Research On Dynamic Behaviors Of A Semi-Elliptical Cracked Rotor System

Shafts are among components subjected to, perhaps, the most arduous working conditions in high-performance rotating equipment used in process and utility plants. Due to manufacturing flaws or cyclic loading, cracks frequently appear in rotating machinery. The growth of cracks in the rotating components can cause severe accidents if undetected. In many of those works, a straight edge is usually considered to idealize the surface crack front. However, both the theoretical analysis and experimental observations show that the maximum stress intensity factor (SIF) is attained at the deepest point on the crack front for the initial straight edge crack. The growth rate of the crack front around deepest point is faster than that at the intersection with the surface. Consequently, a straight-fronted transverse crack tends to become curved. So in this paper, what mainly discussed about is semi-elliptical front crack.Domestic and foreign Present state of making researches on the stress intensity factor for semi-elliptical surface crack with non-dimensional crack depth、crack shape and crack position are presented. Since a crack mainly affects the stiffness of a rotor system, the dissertation discusses how to obtain the stiffness of a cracked rotor.

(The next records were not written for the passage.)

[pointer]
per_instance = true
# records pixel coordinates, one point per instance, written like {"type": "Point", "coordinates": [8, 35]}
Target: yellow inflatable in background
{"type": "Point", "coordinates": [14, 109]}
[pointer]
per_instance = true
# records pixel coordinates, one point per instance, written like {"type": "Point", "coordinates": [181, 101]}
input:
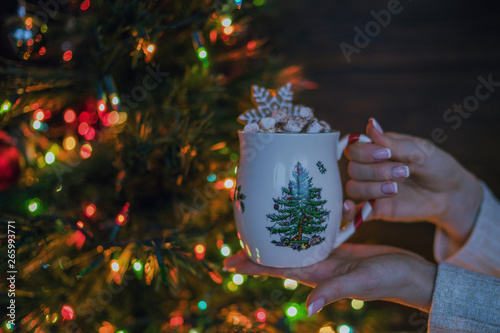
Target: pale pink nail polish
{"type": "Point", "coordinates": [382, 154]}
{"type": "Point", "coordinates": [377, 125]}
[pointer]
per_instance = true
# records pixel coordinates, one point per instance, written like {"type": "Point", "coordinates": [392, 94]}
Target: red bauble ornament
{"type": "Point", "coordinates": [10, 162]}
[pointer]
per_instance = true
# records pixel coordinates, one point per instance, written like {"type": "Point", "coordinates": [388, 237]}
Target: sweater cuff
{"type": "Point", "coordinates": [464, 301]}
{"type": "Point", "coordinates": [480, 252]}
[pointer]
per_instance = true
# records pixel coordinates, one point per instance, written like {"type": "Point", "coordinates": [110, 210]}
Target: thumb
{"type": "Point", "coordinates": [332, 290]}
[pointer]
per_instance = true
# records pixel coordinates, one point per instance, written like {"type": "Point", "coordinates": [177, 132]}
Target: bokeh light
{"type": "Point", "coordinates": [225, 250]}
{"type": "Point", "coordinates": [292, 311]}
{"type": "Point", "coordinates": [290, 284]}
{"type": "Point", "coordinates": [69, 116]}
{"type": "Point", "coordinates": [344, 329]}
{"type": "Point", "coordinates": [115, 266]}
{"type": "Point", "coordinates": [49, 158]}
{"type": "Point", "coordinates": [67, 312]}
{"type": "Point", "coordinates": [90, 210]}
{"type": "Point", "coordinates": [202, 305]}
{"type": "Point", "coordinates": [137, 266]}
{"type": "Point", "coordinates": [238, 279]}
{"type": "Point", "coordinates": [357, 304]}
{"type": "Point", "coordinates": [69, 143]}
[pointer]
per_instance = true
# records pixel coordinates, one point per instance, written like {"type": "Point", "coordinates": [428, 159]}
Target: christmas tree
{"type": "Point", "coordinates": [301, 216]}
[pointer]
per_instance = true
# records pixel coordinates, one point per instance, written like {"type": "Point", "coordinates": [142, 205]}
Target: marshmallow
{"type": "Point", "coordinates": [252, 127]}
{"type": "Point", "coordinates": [326, 126]}
{"type": "Point", "coordinates": [314, 127]}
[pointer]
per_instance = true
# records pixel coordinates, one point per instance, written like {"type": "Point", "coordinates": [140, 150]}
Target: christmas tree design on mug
{"type": "Point", "coordinates": [301, 217]}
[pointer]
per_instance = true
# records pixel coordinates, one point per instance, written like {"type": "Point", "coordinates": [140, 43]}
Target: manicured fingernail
{"type": "Point", "coordinates": [382, 154]}
{"type": "Point", "coordinates": [400, 171]}
{"type": "Point", "coordinates": [389, 188]}
{"type": "Point", "coordinates": [316, 306]}
{"type": "Point", "coordinates": [377, 125]}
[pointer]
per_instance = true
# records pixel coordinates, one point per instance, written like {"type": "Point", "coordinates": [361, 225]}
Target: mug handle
{"type": "Point", "coordinates": [362, 215]}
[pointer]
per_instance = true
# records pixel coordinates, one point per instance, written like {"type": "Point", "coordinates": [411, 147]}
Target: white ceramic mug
{"type": "Point", "coordinates": [288, 197]}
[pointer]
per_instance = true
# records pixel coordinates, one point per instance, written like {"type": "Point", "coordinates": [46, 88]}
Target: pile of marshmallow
{"type": "Point", "coordinates": [281, 122]}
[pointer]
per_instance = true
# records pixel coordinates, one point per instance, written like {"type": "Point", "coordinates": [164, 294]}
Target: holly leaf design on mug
{"type": "Point", "coordinates": [239, 197]}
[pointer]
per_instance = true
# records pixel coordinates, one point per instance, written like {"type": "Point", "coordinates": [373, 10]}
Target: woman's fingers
{"type": "Point", "coordinates": [348, 210]}
{"type": "Point", "coordinates": [343, 286]}
{"type": "Point", "coordinates": [367, 153]}
{"type": "Point", "coordinates": [371, 190]}
{"type": "Point", "coordinates": [378, 171]}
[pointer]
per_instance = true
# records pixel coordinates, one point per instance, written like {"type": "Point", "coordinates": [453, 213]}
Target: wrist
{"type": "Point", "coordinates": [418, 287]}
{"type": "Point", "coordinates": [461, 209]}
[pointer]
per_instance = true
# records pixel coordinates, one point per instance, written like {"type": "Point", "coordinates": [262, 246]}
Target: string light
{"type": "Point", "coordinates": [83, 128]}
{"type": "Point", "coordinates": [137, 266]}
{"type": "Point", "coordinates": [67, 55]}
{"type": "Point", "coordinates": [50, 158]}
{"type": "Point", "coordinates": [69, 116]}
{"type": "Point", "coordinates": [292, 311]}
{"type": "Point", "coordinates": [228, 183]}
{"type": "Point", "coordinates": [115, 266]}
{"type": "Point", "coordinates": [357, 304]}
{"type": "Point", "coordinates": [231, 286]}
{"type": "Point", "coordinates": [67, 312]}
{"type": "Point", "coordinates": [85, 151]}
{"type": "Point", "coordinates": [33, 205]}
{"type": "Point", "coordinates": [225, 250]}
{"type": "Point", "coordinates": [85, 5]}
{"type": "Point", "coordinates": [202, 53]}
{"type": "Point", "coordinates": [90, 210]}
{"type": "Point", "coordinates": [38, 115]}
{"type": "Point", "coordinates": [202, 305]}
{"type": "Point", "coordinates": [226, 22]}
{"type": "Point", "coordinates": [290, 284]}
{"type": "Point", "coordinates": [101, 105]}
{"type": "Point", "coordinates": [344, 329]}
{"type": "Point", "coordinates": [37, 125]}
{"type": "Point", "coordinates": [199, 251]}
{"type": "Point", "coordinates": [238, 279]}
{"type": "Point", "coordinates": [69, 143]}
{"type": "Point", "coordinates": [5, 106]}
{"type": "Point", "coordinates": [113, 118]}
{"type": "Point", "coordinates": [176, 321]}
{"type": "Point", "coordinates": [90, 134]}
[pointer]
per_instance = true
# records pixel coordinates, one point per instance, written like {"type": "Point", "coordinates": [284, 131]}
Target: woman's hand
{"type": "Point", "coordinates": [365, 272]}
{"type": "Point", "coordinates": [412, 180]}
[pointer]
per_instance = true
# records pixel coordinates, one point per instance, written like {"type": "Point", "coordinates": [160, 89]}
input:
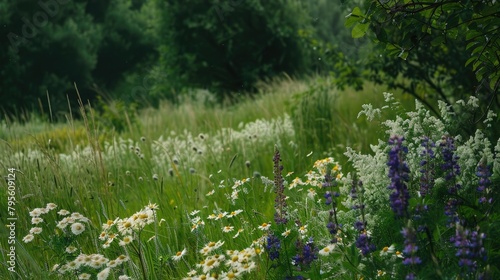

Firstly, the stiffness model of crack element was calculated using theories of fracture mechanics. The influence function analysis on stiffness and crack displacement as a function of crack depth and crack shapes under static load were given. Crack breathing behaviors and time-varying stiffness were modeled for each crack element using Crack Closure Line Position (CCLP), and based on that, some comparison about breathing behaviors and stiffness under different crack depth between straight front and semi-elliptical front crack were discussed. Secondly, Runge-Kutta numerical method is used to solve motion equations of cracked rotor system. It is easily found that 1X、2X and 3X were emerged from time and frequency figure, and discussed the influence of crack depth and crack shapes to frequency.